Ideal Coffee Drinking Temperature (and How to Drink Hot Coffee Without Burning Your Mouth)
The National Coffee Association has cited 179-185F/82-85C as the ideal coffee drinking range. Of course, black coffee consumed at those temperatures would scald a person’s tongue. One way to drink hot coffee without that type of pain is by taking very small sips or slurping the coffee — that is, taking small sips while inhaling air (which cools the liquid down quickly). And of course, the addition of cold milk can cool hot coffee down in a hurry.
Higher aroma levels are found at coffee temperatures in the 140-158F/60-70C range. And different flavors are associated with different temperatures. The flavors associated with a coffee temperature of around 158F/70C range from bitterness to intensity to a roasted flavor. Bitterness is believed to be the most intense at 132F/56C.
Coffee Cool-Down Effect on Flavor
The flavors and aromas of coffee can change considerably at temperatures below 122F/50C. Bitterness decreases and aromas become harder to notice. The sweetness becomes the most noticeable at a temperature of roughly 111F/44C, and bitterness is the least noticeable at roughly 107F/42C. And in the 87-98F/31-37C range, the most prominent flavors can be anything from sweetness to acidity to fruitiness.

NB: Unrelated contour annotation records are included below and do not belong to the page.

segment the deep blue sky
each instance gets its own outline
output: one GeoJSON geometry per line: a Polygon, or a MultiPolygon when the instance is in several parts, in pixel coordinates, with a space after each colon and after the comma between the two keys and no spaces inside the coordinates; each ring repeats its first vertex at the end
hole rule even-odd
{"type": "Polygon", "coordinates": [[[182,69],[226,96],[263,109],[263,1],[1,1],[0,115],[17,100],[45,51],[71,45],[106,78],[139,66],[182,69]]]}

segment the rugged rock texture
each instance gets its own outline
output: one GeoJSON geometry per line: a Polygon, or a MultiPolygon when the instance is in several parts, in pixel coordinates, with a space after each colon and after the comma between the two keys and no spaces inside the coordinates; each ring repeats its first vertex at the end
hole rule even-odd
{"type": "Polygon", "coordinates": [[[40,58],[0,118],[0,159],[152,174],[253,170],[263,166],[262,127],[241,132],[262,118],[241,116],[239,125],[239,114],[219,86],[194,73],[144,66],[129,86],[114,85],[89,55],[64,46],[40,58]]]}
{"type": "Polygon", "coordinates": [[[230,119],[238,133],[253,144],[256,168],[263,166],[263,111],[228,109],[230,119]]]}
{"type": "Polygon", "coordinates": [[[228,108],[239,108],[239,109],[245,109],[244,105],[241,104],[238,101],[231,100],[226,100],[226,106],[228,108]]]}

Acidity becomes the most noticeable at roughly 77F/25C.
How to Control Coffee Temperature for Best Flavor
The ideal water temperature for brewing coffee is in the range of 195-205F/90-96C. The hotter the water, the more extraction from the coffee grounds there will be — which means that if the water is hotter than 205F/96C, there can be too much extraction from the grounds. And excess extraction can result in a coffee having too bitter a taste. But on the other hand, if the water temperature is lower than 195F/90C, coffee can end up tasting sour or underdeveloped. So, water that is somewhere in the 195-205F/90-96C range tends to yield the best-tasting coffee.
One thing that can affect how easily water boils is altitude. The higher an elevation, the lower the water temperature needs to be to reach the boiling point. So, if one lives in South America, water would boil more easily in the higher elevations of the Andes Mountains of Peru and Bolivia than at sea level in Rio de Janeiro. And in the United States, water boils at 202F/91C in Boulder, Colorado — where the elevation is 5000 feet — compared to a boiling temperature of 206F/96C on the Texas high plains, where the elevation is 3000 feet.
Coffee lovers are by no means monolithic. Some appreciate a more bitter or sharp flavor, while others prefer a more mellow or sweeter taste. But whatever a coffee lover’s preference, those with the best understanding of coffee temperatures will have the best chance of enjoying the type of flavor that they prefer.